Per il trinciato, invece, sono stati testati 23 ibridi, in 3 località diverse, e nella Classe 600 al primo posto si è piazzato P1672 di Pioneer, seguito da DKC6664 di Dekalb e P1535 di Pioneer; nella classe 700, invece, primo gradino del podio per Shaniya di Mas Seeds, davanti a P2088 di Pioneer e LG30.703 di Limagrain.

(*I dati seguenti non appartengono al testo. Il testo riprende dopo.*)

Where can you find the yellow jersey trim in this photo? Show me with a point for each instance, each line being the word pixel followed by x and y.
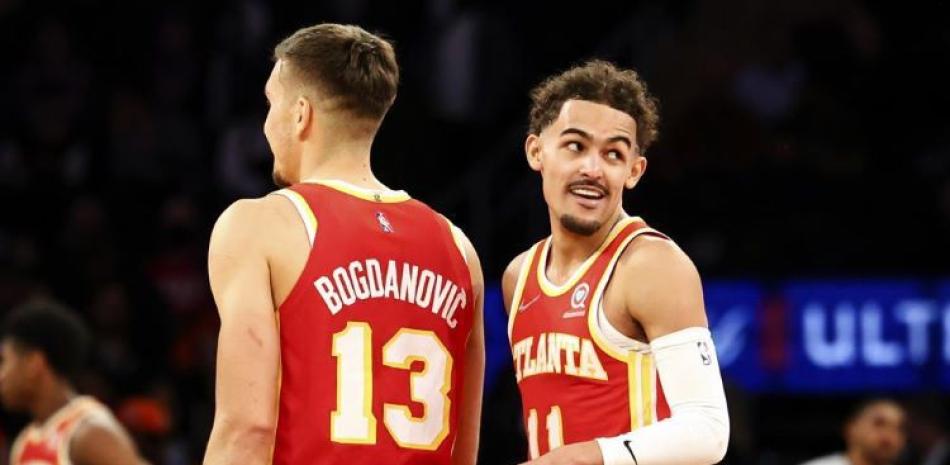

Per quanto riguarda sostanza secca e UFL, molti ibridi hanno associato alla resa elevata una altrettanto elevata qualità; nel confronto tra UFL e digeribilità della fibra (NDF_D 12 ore), alcuni ibridi si sono segnalati per alta digeribilità e bassa qualità, altri per alta qualità e alta digeribilità e altri ancora per alta qualità, ma bassa digeribilità.
Micotossine
Infine, sono stati presentati anche i risultati relativi al contenuto di micotossine nella granella. 42 i centri di stoccaggio utilizzati nel 2018, con la solita suddivisione in 5 macroaree geografiche (Ovest, Centro, Est, Sud Po e Adriatica), per un totale di 316 campioni analizzati. I risultati delle micotossine – ha riferito Sabrina Locatelli del Crea-CI di Bergamo – sono stati condizionati dalle piogge in luglio e agosto più che dalle alte temperature. Per quanto riguarda la più temuta, l’aflatossina B1, un contenuto superiore ai 20 µg/kg è stato ritrovato solo nel 3% dei campioni, un valore inferiore rispetto ai 6 anni precedenti (solo nel 2014 si era registrato una percentuale pari a 0). Le aree più colpite sono state l’Est e l’Adriatica, probabilmente come conseguenza dell’andamento climatico e di pratiche agronomiche che fondamentalmente non fanno ricorso all’irrigazione. Cattive notizie sono arrivate, invece, dalle fumonisine, con quantitativi superiori a 4.000 µg/kg ritrovati nel 41% dei campioni, valore più alto rispetto agli ultimi 3 anni, ma nella media 2011-2017, a dimostrazione che il Fusarium verticilloides è endemicamente presente nella Pianura Padana. L’area più colpita è stata il Centro (76% dei campioni), mentre il Sud Po è stata la zona meno interessata (11%). Chiudiamo con il contenuto di Don e Zearalenone: per il primo non ci sono stati campioni con contenuto superiore a 8.000 µg/kg (nel 2014 furono il 21%) e solo il 9% ha presentato quantitativi tra 1.750 e 8.000 µg/kg. Ancora meglio è andato lo Zen, dal momento che tutti i campioni sono rimasti sotto i 350 µg/kg, in linea con le ultime campagne.